The Philippines succeeded in producing globally competitive Filipinos. Our enduring failure has been political. We built a system that exports talent instead of attracting it home, then mistakes the remittances they send back for evidence that the system is working.

Building a nation that deserves its people

The Philippines has never lacked talent, but it has lacked institutions capable of rewarding, retaining, and multiplying that talent. Filipinos excel in multinational corporations, research laboratories, universities, hospitals, boardrooms, and governments around the world. Producing excellence has never been our weakness. Building a country where excellence can flourish has.

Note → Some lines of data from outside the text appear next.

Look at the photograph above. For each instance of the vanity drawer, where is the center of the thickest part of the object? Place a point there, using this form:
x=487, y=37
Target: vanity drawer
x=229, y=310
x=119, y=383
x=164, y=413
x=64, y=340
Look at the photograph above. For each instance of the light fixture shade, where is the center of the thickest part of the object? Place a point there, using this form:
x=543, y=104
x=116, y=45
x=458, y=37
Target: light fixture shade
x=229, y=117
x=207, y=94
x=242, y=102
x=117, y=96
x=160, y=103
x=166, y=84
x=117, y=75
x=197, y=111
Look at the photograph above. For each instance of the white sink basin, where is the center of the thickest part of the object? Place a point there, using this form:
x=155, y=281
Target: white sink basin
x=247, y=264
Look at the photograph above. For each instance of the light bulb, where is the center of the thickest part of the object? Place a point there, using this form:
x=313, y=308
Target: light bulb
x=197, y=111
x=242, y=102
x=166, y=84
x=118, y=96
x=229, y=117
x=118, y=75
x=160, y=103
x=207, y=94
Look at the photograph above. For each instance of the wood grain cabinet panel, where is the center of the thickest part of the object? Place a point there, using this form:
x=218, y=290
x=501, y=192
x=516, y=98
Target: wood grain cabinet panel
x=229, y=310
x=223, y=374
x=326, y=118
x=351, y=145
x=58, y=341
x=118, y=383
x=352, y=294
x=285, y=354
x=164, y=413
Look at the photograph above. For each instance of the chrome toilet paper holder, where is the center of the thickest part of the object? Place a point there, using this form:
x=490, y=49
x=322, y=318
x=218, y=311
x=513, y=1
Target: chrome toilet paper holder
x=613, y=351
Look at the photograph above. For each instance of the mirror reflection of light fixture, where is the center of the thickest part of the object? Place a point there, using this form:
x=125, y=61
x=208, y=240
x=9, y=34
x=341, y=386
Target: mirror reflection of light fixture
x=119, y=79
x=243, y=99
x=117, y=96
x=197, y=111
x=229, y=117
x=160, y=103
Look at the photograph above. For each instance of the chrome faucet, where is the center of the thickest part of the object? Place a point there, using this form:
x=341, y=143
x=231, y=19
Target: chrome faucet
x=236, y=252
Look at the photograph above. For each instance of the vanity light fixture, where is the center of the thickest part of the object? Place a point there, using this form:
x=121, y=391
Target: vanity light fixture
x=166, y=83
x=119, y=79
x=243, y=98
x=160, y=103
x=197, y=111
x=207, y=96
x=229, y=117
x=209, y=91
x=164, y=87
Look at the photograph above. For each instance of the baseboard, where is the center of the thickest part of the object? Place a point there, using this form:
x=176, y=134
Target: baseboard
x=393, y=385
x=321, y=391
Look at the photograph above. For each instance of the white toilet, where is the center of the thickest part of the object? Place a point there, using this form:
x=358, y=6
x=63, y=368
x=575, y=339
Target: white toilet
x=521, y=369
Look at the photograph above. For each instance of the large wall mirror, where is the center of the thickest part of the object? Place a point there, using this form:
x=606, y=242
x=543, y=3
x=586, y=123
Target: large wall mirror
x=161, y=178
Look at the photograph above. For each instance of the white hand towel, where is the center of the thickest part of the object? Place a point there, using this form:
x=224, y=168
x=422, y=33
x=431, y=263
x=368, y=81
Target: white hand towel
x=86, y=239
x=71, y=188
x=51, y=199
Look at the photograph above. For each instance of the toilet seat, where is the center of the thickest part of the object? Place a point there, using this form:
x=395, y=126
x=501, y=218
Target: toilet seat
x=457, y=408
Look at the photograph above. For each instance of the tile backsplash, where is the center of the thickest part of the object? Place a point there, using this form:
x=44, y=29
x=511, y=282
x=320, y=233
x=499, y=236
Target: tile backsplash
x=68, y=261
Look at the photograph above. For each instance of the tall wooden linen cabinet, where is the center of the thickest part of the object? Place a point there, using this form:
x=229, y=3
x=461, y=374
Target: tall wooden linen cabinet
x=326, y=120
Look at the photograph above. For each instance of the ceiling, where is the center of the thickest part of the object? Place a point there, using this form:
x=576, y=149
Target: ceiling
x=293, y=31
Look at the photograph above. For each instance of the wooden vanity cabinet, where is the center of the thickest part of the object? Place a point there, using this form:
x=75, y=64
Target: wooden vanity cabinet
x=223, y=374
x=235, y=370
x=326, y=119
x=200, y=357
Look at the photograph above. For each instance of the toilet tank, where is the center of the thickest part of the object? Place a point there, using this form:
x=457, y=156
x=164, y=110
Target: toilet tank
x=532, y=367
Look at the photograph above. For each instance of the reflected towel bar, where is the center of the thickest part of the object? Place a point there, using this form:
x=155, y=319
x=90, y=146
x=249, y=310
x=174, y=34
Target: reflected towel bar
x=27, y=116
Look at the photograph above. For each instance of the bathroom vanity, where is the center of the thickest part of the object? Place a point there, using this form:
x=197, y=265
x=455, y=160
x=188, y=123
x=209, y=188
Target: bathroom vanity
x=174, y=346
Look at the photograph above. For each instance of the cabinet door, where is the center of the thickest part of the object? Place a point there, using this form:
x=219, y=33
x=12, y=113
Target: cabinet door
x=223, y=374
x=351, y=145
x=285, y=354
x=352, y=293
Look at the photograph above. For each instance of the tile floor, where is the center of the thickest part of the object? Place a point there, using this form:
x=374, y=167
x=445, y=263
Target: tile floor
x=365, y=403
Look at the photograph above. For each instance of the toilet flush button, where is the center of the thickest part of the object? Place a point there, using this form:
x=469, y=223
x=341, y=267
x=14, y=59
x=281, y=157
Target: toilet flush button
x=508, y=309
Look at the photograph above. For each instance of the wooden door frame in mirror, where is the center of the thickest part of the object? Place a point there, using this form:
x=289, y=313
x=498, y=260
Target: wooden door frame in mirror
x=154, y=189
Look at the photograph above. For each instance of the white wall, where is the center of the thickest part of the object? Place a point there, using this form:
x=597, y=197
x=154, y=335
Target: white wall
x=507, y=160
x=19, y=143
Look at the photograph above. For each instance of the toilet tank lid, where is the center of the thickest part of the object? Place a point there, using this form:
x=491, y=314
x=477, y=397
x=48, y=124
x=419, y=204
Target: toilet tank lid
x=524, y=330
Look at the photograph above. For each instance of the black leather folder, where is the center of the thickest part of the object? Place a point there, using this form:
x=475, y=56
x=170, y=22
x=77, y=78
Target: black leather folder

That demands far more than respectable GDP growth. It requires competent governance, strong institutions, long-term planning, and a genuine meritocracy that rewards ability rather than political pedigree. Above all, it requires leaders willing to build the next generation instead of merely surviving the next election.

Remittances: Blessing, necessity, and trap

Nothing diminishes the heroism of overseas Filipinos. They have sustained families, rescued the economy during repeated crises, and earned the gratitude of an entire nation. But gratitude is not a development strategy.

The real question is not whether Filipinos should be free to work abroad; they always should. The question is why millions still have to leave simply to grab the opportunities they deserve.

For decades, remittances have kept the economy afloat while quietly insulating governments from the consequences of weak governance. They have financed consumption, softened economic shocks, and postponed reforms that should have been undertaken long ago.

The world has already rendered its verdict on the Filipino. We can compete with the best anywhere on earth. The only unanswered question is whether the Philippines can finally build a nation worthy of keeping its own people.

Until that day comes, every departing plane will remain both a tribute to Filipino excellence — and an indictment of the state that could not persuade its finest sons and daughters to stay.